Jun Chen, Ruoxiang Jiang, Yolanda I Garces, Aminah Jatoi, Shawn M Stoddard, Zhifu Sun, Randolph S Marks, Yunpeng Liu, Ping Yang, Jun Chen, Ruoxiang Jiang, Yolanda I Garces, Aminah Jatoi, Shawn M Stoddard, Zhifu Sun, Randolph S Marks, Yunpeng Liu, Ping Yang

Abstract

Combined modality therapy is the standard care for limited stage-small cell lung cancer (LS-SCLC) and has led to a significant improvement in patients' survival. This study sought to investigate and define the importance of prognostic effects of known and controversial factors especially the impact of smoking status and treatment strategies. A total of 284 patients with LS-SCLC were diagnosed and prospectively followed from 1997 to 2008 at Mayo Clinic; their characteristics and survival outcome were assessed on the basis of age, gender, smoking history, performance status (PS), tumor recurrence or progression, and treatment using Cox proportional hazards models. Our main results are as follows: (1) Although neither smoking status (former or current smokers) nor intensity (pack-years smoked) at the time of SCLC diagnosis were significant survival predictors, compared to continued smokers (who never quit smoking), patients who quit at or after diagnosis cut the risk of death by 45% (HR=0.55, 95% CI 0.38-0.79); patients who quit before lung cancer diagnosis also experienced survival benefit (HR=0.72, 95% CI 0.52-1.00). (2) Thoracic radiotherapy and platinum-based chemotherapy could significantly improve survival but the timing (within or after one month of diagnosis) of starting chemotherapy or radiation therapy did not. (3) After adjusting for other known factors, a lower PS did not predict poorer survival, suggesting that PS should not be the only factor for making treatment decisions. In conclusion, this study demonstrated the negative impact of continued cigarette smoking on survival; therefore, clinicians and all care providers should strongly encourage smoking cessation at diagnosis of LS-SCLC.

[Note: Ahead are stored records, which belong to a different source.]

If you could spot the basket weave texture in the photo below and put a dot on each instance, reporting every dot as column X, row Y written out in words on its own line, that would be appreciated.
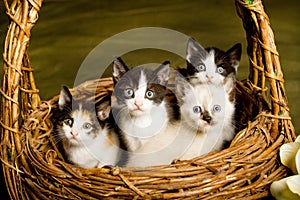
column 34, row 169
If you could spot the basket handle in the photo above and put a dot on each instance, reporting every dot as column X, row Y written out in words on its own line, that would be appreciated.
column 265, row 64
column 19, row 93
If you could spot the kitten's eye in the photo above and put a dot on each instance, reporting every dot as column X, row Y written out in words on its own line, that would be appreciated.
column 201, row 68
column 129, row 92
column 220, row 70
column 217, row 108
column 197, row 109
column 149, row 94
column 68, row 122
column 87, row 125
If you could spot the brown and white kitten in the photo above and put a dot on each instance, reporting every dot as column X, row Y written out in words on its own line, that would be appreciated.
column 211, row 65
column 206, row 115
column 82, row 130
column 139, row 108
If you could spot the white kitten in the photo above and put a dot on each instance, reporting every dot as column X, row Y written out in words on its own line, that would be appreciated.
column 211, row 65
column 83, row 134
column 207, row 112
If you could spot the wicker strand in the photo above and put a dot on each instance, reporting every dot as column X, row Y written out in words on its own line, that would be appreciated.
column 34, row 168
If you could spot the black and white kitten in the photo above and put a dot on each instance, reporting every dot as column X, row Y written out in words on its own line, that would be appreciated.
column 82, row 130
column 207, row 114
column 211, row 65
column 139, row 108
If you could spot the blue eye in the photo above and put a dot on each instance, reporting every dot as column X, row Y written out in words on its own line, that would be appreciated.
column 201, row 68
column 128, row 92
column 149, row 94
column 220, row 70
column 68, row 122
column 87, row 125
column 217, row 108
column 197, row 109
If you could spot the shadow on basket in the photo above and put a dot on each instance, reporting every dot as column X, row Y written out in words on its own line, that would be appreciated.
column 34, row 166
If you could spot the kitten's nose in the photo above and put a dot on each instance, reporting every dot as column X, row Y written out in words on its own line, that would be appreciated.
column 209, row 77
column 74, row 133
column 138, row 104
column 206, row 117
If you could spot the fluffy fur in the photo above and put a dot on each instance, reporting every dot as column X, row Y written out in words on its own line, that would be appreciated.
column 139, row 108
column 82, row 131
column 211, row 65
column 206, row 115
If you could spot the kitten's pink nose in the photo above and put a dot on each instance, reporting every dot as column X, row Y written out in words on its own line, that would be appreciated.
column 138, row 104
column 209, row 77
column 74, row 134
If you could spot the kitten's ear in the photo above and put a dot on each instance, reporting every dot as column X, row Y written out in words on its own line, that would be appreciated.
column 162, row 73
column 119, row 69
column 229, row 83
column 194, row 49
column 235, row 53
column 182, row 86
column 103, row 110
column 65, row 97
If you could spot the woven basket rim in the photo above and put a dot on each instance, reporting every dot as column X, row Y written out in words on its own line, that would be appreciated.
column 34, row 169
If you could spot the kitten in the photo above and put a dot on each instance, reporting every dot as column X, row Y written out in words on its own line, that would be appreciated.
column 139, row 108
column 211, row 65
column 84, row 136
column 207, row 114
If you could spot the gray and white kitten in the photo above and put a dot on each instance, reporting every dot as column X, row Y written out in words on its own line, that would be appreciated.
column 139, row 108
column 211, row 65
column 207, row 112
column 82, row 130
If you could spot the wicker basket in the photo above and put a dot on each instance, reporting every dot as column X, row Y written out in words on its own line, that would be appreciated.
column 34, row 169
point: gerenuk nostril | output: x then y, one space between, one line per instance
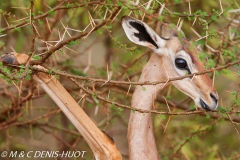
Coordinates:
214 97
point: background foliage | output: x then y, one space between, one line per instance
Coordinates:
29 120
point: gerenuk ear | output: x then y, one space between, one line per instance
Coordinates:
140 33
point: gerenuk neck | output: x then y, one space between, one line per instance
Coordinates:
141 140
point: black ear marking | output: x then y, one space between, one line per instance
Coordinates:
143 35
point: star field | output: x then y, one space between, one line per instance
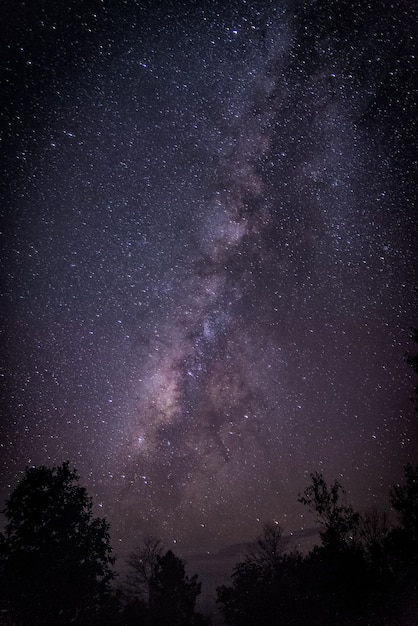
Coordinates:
209 256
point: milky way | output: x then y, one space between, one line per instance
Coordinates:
209 236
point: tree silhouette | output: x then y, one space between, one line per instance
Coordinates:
404 499
55 556
339 522
174 594
158 591
267 550
140 582
266 585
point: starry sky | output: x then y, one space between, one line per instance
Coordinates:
209 256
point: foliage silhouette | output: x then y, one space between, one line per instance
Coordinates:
158 590
56 563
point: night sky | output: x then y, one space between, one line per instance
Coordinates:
209 256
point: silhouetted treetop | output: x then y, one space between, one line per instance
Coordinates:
56 557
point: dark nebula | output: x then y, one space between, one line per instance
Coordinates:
209 244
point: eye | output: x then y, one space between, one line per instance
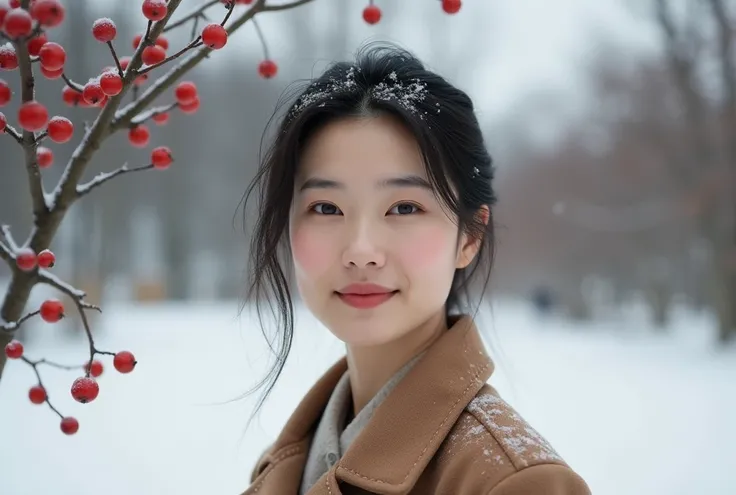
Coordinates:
327 209
404 209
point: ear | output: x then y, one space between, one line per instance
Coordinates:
468 246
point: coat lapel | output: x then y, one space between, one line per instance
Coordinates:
408 427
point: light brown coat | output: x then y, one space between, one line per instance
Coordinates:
441 431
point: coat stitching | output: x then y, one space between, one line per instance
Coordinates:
436 432
287 453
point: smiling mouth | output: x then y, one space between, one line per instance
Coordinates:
366 301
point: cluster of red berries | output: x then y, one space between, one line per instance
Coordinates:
84 389
372 14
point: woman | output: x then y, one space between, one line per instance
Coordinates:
378 185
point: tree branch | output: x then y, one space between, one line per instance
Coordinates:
66 190
29 145
84 189
285 6
199 12
10 131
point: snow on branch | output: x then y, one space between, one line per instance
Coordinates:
100 179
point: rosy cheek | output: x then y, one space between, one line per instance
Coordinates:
427 248
311 250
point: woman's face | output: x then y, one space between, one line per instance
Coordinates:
363 213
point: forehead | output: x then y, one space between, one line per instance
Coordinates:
361 149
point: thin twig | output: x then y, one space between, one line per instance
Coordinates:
192 44
34 365
29 147
285 6
75 86
84 189
261 38
115 56
199 12
10 131
8 235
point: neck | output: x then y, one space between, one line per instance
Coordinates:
372 367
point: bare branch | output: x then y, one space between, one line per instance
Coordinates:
12 326
66 190
75 86
100 179
29 146
115 57
10 131
6 253
192 44
8 235
285 6
199 12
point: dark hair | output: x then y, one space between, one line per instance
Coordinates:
383 79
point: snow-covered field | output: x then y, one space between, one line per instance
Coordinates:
633 412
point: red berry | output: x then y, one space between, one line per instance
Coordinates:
111 83
93 93
185 92
52 311
46 259
95 369
69 425
191 107
162 42
8 57
5 93
37 394
52 56
161 118
154 10
139 136
153 55
214 36
451 6
104 30
44 157
35 44
60 129
48 13
371 14
161 157
71 96
32 116
85 389
14 349
124 362
267 69
51 74
26 259
18 23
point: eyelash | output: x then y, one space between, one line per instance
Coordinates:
418 209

Copyright 2009 Elsevier Ireland Ltd. All rights reserved.

Figures

Figure 1
Figure 1
A, survival curves by smoking cessation for patients who quit smoking at or after cancer diagnosis versus those who never quit after adjustment for age, gender, performance status, recurrence/progression, and treatment. B, survival curves by recurrence/progression for all patients after adjustment for age, gender, performance status, smoking cessation, and treatment. C, adjusted curves for time to recurrence or progression by quit smoking status for patients who quit smoking at or after cancer diagnosis versus those who never quit after adjustment for age, gender, performance status, recurrence/progression, and treatment.